Both the two-disc DVD double pack and the three-disc Blu-ray edition feature an animated short film entitled The Untold adventures of the Dawn Treader, a guide to the Dawn Treader, Narnian discovery featurettes, four featurettes aired on Fox Movie Channel, 5 minutes of deleted scenes, eight international music videos, a sword game, five island explorations, three behind-the-scenes featurettes entitled The Epic Continues, Portal to Narnia: A Painting Comes to Life & Good vs. Evil: Battle on the Sea and a visual effects progression reel. On October 9, 2020, the film became available for streaming on Disney+, following The Walt Disney Company's acquisition of 20th Century Fox in 2019.

=== Collector's Edition and Blu-ray 3D ===
20th Century Fox released the 3D Blu-ray version in the U.S. on August 30, 2011. Walden Media President Micheal Flaherty stated in an interview that 20th Century Fox Home Entertainment and Walt Disney Studios Home Entertainment are developing a collector's-edition box set DVD and Blu-ray containing the first three films.

== Future ==
=== Cancelled sequel ===
On March 22, 2011, it was announced that an adaptation of The Silver Chair would be the next film in the series. The C. S. Lewis Estate was in final negotiations to produce it and had yet to confirm a release date and the screenwriter.
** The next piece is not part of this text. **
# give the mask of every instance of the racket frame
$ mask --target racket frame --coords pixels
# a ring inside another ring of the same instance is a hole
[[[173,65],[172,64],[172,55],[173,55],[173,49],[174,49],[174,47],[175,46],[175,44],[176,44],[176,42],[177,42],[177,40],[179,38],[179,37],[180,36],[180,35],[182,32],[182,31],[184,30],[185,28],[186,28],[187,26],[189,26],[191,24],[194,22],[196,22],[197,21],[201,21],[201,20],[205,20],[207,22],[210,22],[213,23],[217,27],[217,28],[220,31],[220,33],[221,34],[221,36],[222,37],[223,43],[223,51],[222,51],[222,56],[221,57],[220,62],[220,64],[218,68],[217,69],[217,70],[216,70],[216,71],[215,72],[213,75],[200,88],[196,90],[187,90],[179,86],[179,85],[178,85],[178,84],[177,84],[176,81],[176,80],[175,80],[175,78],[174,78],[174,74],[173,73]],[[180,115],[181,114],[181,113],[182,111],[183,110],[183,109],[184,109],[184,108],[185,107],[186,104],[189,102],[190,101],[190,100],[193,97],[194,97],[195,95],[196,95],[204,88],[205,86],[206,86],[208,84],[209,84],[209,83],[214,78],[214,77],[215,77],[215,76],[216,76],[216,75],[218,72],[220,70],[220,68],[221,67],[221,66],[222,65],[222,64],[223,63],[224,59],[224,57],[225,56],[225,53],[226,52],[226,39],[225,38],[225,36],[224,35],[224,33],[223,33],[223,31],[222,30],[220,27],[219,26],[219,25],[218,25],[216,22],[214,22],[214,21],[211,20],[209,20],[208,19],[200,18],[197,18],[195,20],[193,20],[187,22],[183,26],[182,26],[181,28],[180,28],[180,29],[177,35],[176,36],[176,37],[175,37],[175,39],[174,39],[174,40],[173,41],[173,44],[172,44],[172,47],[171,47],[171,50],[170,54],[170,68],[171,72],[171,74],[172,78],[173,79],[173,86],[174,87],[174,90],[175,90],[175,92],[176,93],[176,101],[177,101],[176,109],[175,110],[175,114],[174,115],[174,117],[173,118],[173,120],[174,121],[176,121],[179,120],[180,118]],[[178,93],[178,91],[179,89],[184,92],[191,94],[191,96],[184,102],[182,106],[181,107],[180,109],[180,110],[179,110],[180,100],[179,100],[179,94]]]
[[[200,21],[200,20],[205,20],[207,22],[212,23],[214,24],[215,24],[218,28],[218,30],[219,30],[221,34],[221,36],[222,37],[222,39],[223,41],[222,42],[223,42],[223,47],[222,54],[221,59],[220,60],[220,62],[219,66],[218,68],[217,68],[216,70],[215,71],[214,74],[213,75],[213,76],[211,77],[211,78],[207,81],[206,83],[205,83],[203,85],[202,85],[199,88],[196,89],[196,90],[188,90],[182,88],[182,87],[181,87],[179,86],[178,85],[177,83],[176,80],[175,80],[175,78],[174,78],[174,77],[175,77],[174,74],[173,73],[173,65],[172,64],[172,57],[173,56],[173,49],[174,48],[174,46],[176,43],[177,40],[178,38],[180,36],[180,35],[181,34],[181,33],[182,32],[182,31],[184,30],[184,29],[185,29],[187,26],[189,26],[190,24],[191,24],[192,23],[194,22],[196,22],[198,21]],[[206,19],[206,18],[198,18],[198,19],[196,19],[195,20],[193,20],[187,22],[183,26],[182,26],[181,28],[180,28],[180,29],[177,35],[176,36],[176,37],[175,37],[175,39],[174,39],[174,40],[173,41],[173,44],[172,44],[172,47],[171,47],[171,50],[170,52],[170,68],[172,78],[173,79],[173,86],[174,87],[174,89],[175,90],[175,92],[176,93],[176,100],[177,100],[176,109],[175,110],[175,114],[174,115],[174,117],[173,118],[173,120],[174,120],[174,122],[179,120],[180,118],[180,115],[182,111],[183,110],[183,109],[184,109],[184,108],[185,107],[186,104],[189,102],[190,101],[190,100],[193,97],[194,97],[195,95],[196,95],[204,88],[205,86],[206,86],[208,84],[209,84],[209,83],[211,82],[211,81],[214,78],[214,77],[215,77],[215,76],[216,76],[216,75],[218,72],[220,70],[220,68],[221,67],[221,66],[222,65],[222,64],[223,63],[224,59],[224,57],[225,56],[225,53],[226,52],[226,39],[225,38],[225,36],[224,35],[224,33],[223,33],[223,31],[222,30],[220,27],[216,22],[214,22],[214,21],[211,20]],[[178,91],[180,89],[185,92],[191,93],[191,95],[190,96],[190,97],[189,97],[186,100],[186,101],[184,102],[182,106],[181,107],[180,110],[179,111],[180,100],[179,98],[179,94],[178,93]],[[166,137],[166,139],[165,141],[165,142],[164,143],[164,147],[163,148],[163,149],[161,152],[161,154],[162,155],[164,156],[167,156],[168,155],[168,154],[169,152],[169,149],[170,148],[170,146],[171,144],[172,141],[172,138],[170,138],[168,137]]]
However, in the fall of 2011, Douglas Gresham, a co-producer of the film, said that Walden Media no longer owns the rights to produce another Narnia film. If another film were to be made, it would not be for another three or four years.

=== Netflix reboot ===

On October 3, 2018, it was announced that Netflix and the C. S. Lewis Company had made a multi-year agreement to develop a new series of film and TV adaptations of The Chronicles of Narnia. This announcement was interpreted as superseding previously announced plans for The Silver Chair. On June 12, 2019, it was announced that Matthew Aldrich will serve as the creative architect and oversee the development of Narnia films and television for Netflix. In May 2020, Douglas Gresham expressed concern about the future of the project, stating he had not been contacted by Netflix in some time. In July 2023, it was announced that Greta Gerwig had been hired to write and direct at least two Narnia films for Netflix.